Nel vicenda in esame, osservano i giudici, non sussistano gli elementi costitutivi di cui innanzi e, in particolare, la ricorrenza dell’elemento soggettivo dell’elaborazione e perseguimento di un disegno persecutorio in danno dell’odierno appellante che leghi tra loro gli episodi narrati dal medesimo: le  determinazioni dell’Amministrazione datoriale sono ragionevolmente riconducibili ad oggettive esigenze organizzative.

Quanto  alla subordinata domanda di accertamento del danno non patrimoniale va osservato, come già rilevato in premessa, che il danno non patrimoniale alla professionalità non può essere considerato in re ipsa, ossia nella mera potenzialità lesiva di una condotta integrante mobbing, essendo onere del dipendente dimostrare tale danno in concreto quale, ad esempio, quello materializzatosi in un ostacolo alla carriera, oltre che il nesso causale con l’inadempimento datoriale (cfr., tra le più recenti, Cass., sez. lav., 8 gennaio 2014 n. 172 e 11 ottobre 2013 n. 2371).

Nella specie tali elementi non risultano provati. Invero, tali non sono il pregiudizio di non poter coltivare le proprie capacità professionali  e quello di non aver riottenuto un incarico di natura analoga, i quali consistono piuttosto nella mancata realizzazione di aspettative e desideri personali evidentemente non collimanti, o non più collimanti, con le mutate esigenze organizzative datoriali.

 

CONSIDERAZIONI CONCLUSIVE

Nel rimarcare la centralità ai fini della sussistenza di una fattispecie di mobbing dell’intento persecutorio e discriminatorio del datore di lavoro, non altrimenti e ragionevolmente spiegabile con esigenze di riorganizzazione degli uffici, il Consiglio di Stato si adegua all’orientamento seguito anche dalla giurisprudenza della Cassazione.

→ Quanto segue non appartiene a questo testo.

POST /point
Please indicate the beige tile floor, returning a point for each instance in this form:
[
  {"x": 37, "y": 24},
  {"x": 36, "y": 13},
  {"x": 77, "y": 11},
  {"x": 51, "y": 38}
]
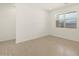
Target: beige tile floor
[{"x": 45, "y": 46}]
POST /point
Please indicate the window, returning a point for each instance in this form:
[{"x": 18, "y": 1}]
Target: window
[{"x": 67, "y": 20}]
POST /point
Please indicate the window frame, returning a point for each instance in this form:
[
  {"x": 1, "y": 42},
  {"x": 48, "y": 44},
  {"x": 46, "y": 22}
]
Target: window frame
[{"x": 65, "y": 19}]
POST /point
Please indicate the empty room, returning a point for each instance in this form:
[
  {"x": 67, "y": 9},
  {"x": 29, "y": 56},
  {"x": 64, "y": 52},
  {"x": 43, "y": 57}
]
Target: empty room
[{"x": 39, "y": 29}]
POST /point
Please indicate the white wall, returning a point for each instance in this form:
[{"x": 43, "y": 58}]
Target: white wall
[
  {"x": 7, "y": 23},
  {"x": 31, "y": 23},
  {"x": 67, "y": 33}
]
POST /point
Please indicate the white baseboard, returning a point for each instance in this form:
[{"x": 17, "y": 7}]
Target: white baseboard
[
  {"x": 77, "y": 40},
  {"x": 7, "y": 39}
]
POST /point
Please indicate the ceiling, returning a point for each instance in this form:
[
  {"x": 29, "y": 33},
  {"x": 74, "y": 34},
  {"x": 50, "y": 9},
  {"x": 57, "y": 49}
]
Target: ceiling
[
  {"x": 7, "y": 4},
  {"x": 44, "y": 6}
]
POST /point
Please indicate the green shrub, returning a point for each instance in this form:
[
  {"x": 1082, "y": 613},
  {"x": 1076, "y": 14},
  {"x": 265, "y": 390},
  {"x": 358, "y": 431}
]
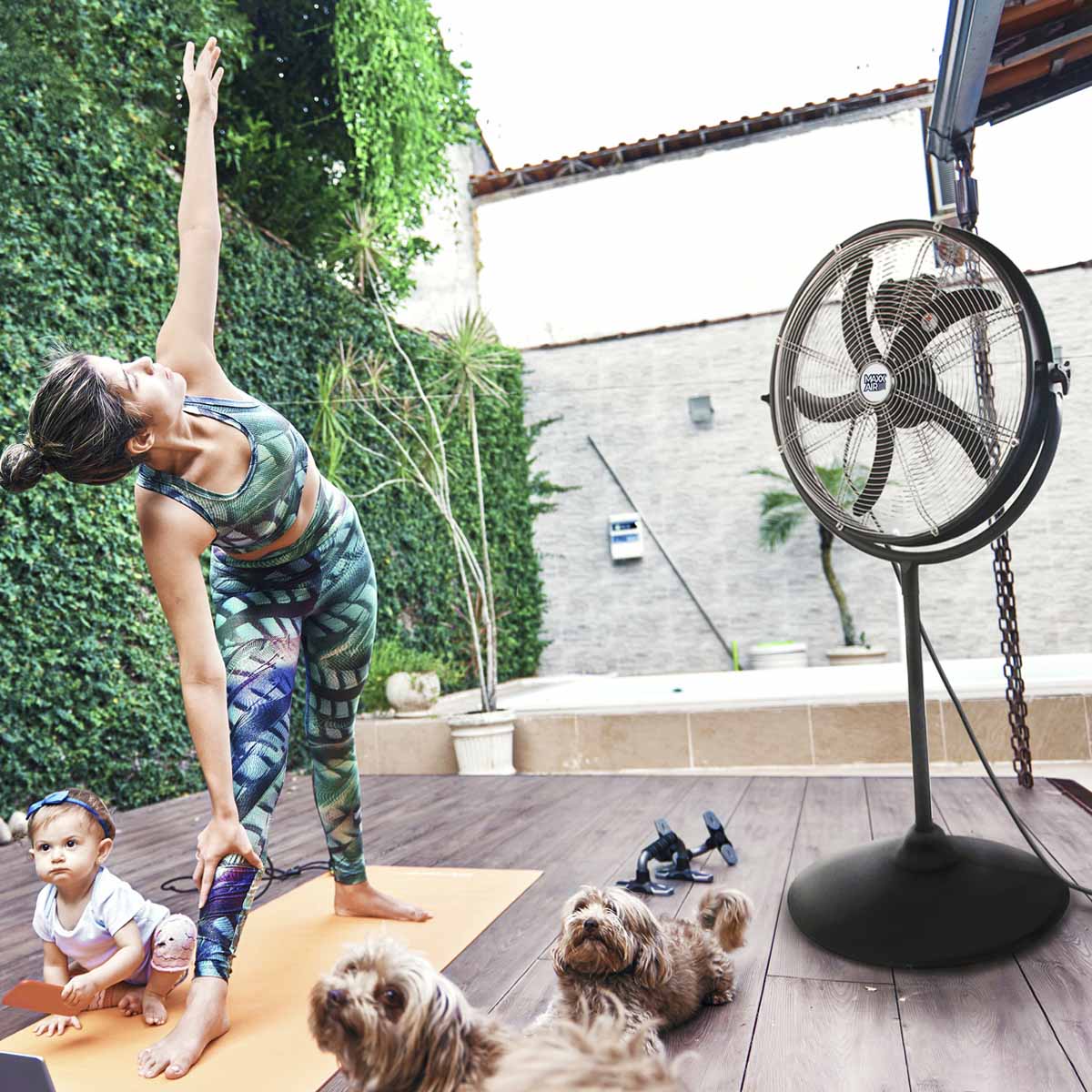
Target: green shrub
[{"x": 390, "y": 656}]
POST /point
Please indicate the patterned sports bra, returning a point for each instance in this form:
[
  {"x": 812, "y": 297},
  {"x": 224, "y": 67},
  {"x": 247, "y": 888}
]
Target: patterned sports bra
[{"x": 265, "y": 507}]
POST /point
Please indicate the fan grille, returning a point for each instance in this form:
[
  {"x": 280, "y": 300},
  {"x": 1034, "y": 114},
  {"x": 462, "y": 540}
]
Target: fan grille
[{"x": 901, "y": 383}]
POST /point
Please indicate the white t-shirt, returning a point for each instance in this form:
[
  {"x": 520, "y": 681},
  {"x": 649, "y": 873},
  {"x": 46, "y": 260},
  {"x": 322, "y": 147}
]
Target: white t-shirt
[{"x": 113, "y": 905}]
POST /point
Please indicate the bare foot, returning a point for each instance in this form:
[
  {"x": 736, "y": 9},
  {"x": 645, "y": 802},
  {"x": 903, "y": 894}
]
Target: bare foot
[
  {"x": 116, "y": 996},
  {"x": 154, "y": 1009},
  {"x": 205, "y": 1019},
  {"x": 363, "y": 900}
]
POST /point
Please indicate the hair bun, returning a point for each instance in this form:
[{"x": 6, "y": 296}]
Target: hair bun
[{"x": 22, "y": 465}]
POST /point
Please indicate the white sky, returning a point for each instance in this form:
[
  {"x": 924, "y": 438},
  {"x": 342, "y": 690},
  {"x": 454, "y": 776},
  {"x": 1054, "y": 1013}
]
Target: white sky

In realtà, va sul punto rilevato come non siano mancati tentativi volti ad ammettere condotte mobbizzanti prive di un atteggiamento doloso e connotate da semplice colpa; tentativi evidentemente volti ad agevolare il lavoratore nella prova dell’elemento soggettivo suddetto e ad ampliare le maglie della tutela risarcitoria. Tuttavia si tratta di orientamenti che non possono essere accolti, posto che è proprio la connotazione univocamente emulativa e pretestuosa della condotta datoriale e la sua idoneità offensiva, desumibile dalle sue caratteristiche di persecuzione e discriminazione a qualificare il comportamento del datore di lavoro come vero e proprio mobbing.

Le difficoltà probatorie vanno superate, come osservato in giurisprudenza, su altro piano, ossia attraverso l’irrinunciabile ricorso alla presunzioni, che con costituiscono certo mezzo di prova inferiore agli altri e che giocano un ruolo fondamentale in tale ambito, nonché attraverso l’espediente del cumulo con la responsabilità contrattuale, in cui ben può farsi rientrare la condotta del datore di lavoro per violazione dell’art. 2087 c.c.